By Bob Clark
There’s a special pleasure in finding an early work by a director so strongly identified by another, later effort, even when such labors are almost universally recognized as masterpieces and definitive entries for their genres and mediums, the kinds that influence countless imitators and homages for decades to come. As a fan of Star Wars, there’s no bigger surprise than to discover the avant-garde brilliance of THX 1138, and observe George Lucas tackling science-fiction in a far more adult and abstract manner than his legendary space-opera ever could. As a devotee of Fritz Lang, it’s always a shock to find fans who never bother to look any further than the likes of Metropolis or M, and thereby deny themselves the arguably greater experiences of multi-part silent epics like Die Nibelungen or the notorious Dr. Mabuse series. In the realm of anime, one can look to any number of creators whose watershed efforts obscure their earlier triumphs– Oshii’s Patlabor movies and OVA’s have mostly been forgotten in favor of his Ghost in the Shell features; Miyazaki’s numerous animated television series have gone overlooked by all but the most dedicated of his fans following the formation of his Studio Ghibli legacy; Otomo’s efforts as a mangaka have been more or less forgotten, if for no other reason than how frequently gems like Domu and the six-volume Akira go out of print. Perhaps most deserving of a rediscovery by the cinephile community at large is the oeuvre of Hideaki Anno– though his 1995 series Neon Genesis Evangelion and its subsequent feature-film variations have dominated the work of anime creators and fans alike for the past fifteen years, perhaps coming the closest any medium has seen to the equivalent of a Star Wars level event of pop-cultural significance, his work has more or less gone ignored by the majority of film critics and mainstream audiences, never quite enjoying the same kind of appreciation that other anime creators have been given.

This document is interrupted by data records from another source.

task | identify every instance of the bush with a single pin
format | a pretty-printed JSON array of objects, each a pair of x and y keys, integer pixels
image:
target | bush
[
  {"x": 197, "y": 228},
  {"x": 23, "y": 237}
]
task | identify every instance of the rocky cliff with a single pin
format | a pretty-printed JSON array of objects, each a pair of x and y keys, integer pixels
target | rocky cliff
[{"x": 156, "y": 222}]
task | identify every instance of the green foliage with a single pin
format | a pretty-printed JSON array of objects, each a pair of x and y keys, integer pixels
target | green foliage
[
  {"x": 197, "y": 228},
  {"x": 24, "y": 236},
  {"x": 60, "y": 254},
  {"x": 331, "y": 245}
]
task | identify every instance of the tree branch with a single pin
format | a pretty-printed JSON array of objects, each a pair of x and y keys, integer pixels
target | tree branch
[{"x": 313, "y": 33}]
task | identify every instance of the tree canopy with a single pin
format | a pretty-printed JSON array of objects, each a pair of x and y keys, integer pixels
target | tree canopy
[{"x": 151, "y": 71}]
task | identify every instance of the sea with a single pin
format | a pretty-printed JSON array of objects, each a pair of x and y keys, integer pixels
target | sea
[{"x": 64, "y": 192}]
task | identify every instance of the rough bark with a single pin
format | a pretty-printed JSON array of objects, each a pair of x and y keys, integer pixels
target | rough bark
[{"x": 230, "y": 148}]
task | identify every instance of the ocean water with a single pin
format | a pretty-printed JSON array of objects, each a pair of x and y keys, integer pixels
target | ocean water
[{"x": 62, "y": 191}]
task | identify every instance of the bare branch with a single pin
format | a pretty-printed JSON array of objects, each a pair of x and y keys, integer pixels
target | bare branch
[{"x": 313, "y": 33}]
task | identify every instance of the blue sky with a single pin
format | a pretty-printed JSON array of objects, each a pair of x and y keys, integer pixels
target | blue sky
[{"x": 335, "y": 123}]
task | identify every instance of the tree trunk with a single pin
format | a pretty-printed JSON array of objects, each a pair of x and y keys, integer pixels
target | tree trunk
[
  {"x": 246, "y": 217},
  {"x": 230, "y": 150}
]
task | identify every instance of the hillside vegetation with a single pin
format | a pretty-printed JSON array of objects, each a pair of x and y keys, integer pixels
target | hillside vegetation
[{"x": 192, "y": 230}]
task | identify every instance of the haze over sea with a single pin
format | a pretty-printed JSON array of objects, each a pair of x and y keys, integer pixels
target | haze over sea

A combination of animated kaiju battles against giant mechas and surreal monsters from beyond and increasingly strained psychological portraits of adolescent anxiety under epic emotional duress, it’s somewhat understandable why the series is such a hard sell for those who don’t already count themselves as otaku, or at least stand among those who are already potential recruits by virtue of the target audience. Unlike works by writer Chiaki J. Kanaka like Serial Experiments Lain or The Big O, Anno doesn’t provide very gentle ways in for the non-animeholic to appreciate his work– you either get it, or you don’t. Though its visual mastery of action set-pieces and imaginative design is marvelous and its depiction of generational conflict at times poignant and touching, there’s plenty of aesthetic and thematic elements throughout that are sure to alienate anime-skeptics– the narrative steadily becomes way too complicated for its own good, the focus on so many giant alien battles can seem juvenile in comparison to so many more “mature” pieces of sci-fi, and there’s so many gratuitous moments of ecchi fanservice throughout to all but qualify itself as low-grade hentai. That’s why it’s all the more surprising to discover the creator’s own well of previous creations, where one can find all of the same seemingly divisive elements put to screen in an assembly far more palatable to mainstream tastes than even his masterpiece ever manages. Arriving at Nadia: The Secret of Blue Water after pouring through the sum total of Evangelion, one is bound to notice all kinds of similarities between the series– the same scope of jaw-droppingly designed characters, settings and set-pieces; the same emphasis on evermore convoluted sci-fi/Biblical mythologies; even the same prevalence of teenage girls prone to standing around butt naked while surrounded by what an interior-decorator might come up with if tasked to design a room after the star-gate sequence of Kubrick’s 2001: A Space Odyssey.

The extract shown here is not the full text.